The Vietnam War is also infamous for the massive bombing campaigns that America ran. America believed that the war could be one purely through technological superiority. In battles such as the Battle for Khe Sanh, America’s use of superior firepower played a pinnacle role. Unfortunately for the Americans, their superior firepower was useless in the conditions that Vietnam produced and this also frustrated the troops. The bombing runs were ruthless and inaccurate. Many of the most famous images to come out of the Vietnam War were ones portraying the horror of napalm attacks. One such image is the world famous photo of the young girl, Him Phuc, running down the street, skin burned by an American napalm attack.
These images were a product of the massive media presence that existed in Vietnam during the war. This media presence played a big part in the way the world saw America during the war and therefore also their defeat. Photographers and journalists from around the world were sent to Vietnam to document both sides of the war. Many of the ensuing images were used for propaganda for both America and Northern forces. Some believe that the American and North Vietnamese governments put many of the photographers there for propagandistic purposes9, trying to capture images that best portrayed the brutality of the opposing force. Unluckily for the Americans more photos were taken explicitly portraying the American cruelty that that of the VC or NVA. As mentioned above the image of Kim Phuc was seen world wide and devastated Americas already precarious position in many of the world’s people’s eyes.
At the time of the Vietnam war, the world was at a stage where a photographer could take a photo and it would end up on the front page of newspapers around the globe only a day or two later10. This led to even more outrage throughout the world at America, as their actions never seemed to be justified in the first place.
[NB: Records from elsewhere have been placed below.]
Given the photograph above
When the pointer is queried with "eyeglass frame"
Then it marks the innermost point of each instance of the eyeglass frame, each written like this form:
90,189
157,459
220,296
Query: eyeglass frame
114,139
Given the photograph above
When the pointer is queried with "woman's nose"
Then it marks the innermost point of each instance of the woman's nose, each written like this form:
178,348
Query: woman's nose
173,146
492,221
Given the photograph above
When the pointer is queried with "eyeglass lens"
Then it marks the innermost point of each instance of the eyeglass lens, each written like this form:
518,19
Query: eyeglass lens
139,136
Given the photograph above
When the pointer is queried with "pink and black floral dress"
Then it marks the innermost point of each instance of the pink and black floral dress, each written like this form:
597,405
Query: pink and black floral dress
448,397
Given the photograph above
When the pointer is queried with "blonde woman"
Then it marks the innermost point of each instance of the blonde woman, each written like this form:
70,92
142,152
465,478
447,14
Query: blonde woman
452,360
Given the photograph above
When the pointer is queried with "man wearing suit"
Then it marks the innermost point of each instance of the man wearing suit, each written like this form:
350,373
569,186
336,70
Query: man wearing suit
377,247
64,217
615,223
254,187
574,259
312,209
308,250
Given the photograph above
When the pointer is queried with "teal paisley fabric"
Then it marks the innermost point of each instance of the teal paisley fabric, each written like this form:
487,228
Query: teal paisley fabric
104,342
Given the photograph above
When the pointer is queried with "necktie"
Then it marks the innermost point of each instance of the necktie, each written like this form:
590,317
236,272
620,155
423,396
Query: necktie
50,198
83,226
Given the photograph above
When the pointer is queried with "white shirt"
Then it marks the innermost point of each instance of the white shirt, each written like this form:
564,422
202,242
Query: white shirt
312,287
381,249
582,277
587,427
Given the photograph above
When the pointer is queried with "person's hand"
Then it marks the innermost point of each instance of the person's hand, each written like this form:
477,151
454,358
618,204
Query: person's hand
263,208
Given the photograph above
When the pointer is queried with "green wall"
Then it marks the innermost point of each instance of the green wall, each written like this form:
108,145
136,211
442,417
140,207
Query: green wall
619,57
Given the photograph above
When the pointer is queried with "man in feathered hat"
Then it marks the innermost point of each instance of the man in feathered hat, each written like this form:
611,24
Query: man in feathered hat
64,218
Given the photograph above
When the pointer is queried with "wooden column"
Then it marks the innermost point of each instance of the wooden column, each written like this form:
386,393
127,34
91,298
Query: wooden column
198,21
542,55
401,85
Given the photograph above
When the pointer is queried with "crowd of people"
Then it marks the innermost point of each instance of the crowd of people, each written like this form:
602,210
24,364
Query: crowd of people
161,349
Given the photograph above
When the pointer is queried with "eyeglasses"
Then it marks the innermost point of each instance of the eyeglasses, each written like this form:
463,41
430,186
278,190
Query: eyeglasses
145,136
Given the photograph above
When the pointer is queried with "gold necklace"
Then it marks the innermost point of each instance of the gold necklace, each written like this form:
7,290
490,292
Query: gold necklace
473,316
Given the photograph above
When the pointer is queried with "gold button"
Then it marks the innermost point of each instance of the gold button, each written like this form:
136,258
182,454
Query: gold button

Much of the world believed that America had lied about their intentions when they first entered Vietnam and the images seen made these beliefs seem justified. The use of guerrilla tactics once again proves it worth as they prevented a speedy US victory which allowed the worldwide anti-war media campaign to build, and in turn further destroying troop morale. Eventually the support on the home front collapsed and the American people joined in protesting their own involvement in the war. This was another factor that led to the crushingly low levels of morale in the troops.
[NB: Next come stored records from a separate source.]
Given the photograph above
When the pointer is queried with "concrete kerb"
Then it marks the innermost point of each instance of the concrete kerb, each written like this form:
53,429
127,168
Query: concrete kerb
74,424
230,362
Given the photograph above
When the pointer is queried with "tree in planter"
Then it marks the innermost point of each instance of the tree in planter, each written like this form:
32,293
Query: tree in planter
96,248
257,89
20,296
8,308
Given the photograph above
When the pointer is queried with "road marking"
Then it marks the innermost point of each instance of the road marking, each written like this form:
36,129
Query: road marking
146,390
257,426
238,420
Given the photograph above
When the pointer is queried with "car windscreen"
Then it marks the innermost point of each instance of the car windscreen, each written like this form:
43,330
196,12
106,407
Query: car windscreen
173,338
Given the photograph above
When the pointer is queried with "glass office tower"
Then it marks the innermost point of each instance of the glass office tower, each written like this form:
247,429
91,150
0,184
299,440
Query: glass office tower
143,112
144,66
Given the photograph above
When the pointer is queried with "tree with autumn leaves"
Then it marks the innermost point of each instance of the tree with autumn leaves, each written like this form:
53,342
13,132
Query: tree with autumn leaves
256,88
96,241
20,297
In conclusion after considering other possible causes for the US defeat, the evidence suggests that the Vietcong the use of guerilla warfare tactics was the main cause for the US lack of success in the Vietnam War. Whilst there were clearly many other contributing factors, I have found that the use of guerilla tactics played a major role in a battle that was fought on the ground, pinning down huge numbers of US troops in Vietnam. Enough damage was inflicted on the troops that eventually sufficient pressure was bought on the US government to pull their troops out.
This was when the war ended, when the US government realised they couldn’t win, this was because of guerrilla tactics. I considered what the outcome of the war would have been had it been fought in a different way and believe this would have made a huge difference to the outcome of the war. The fact that America was in Vietnam for their own strategic interests rather than for the Vietnamese people was a close second in the ordering of reasons. Finally the lack of morale was the third major contributing factor but I found that this was mostly caused by the fear of the unseen enemy that the troops faced caused by guerrilla tactics.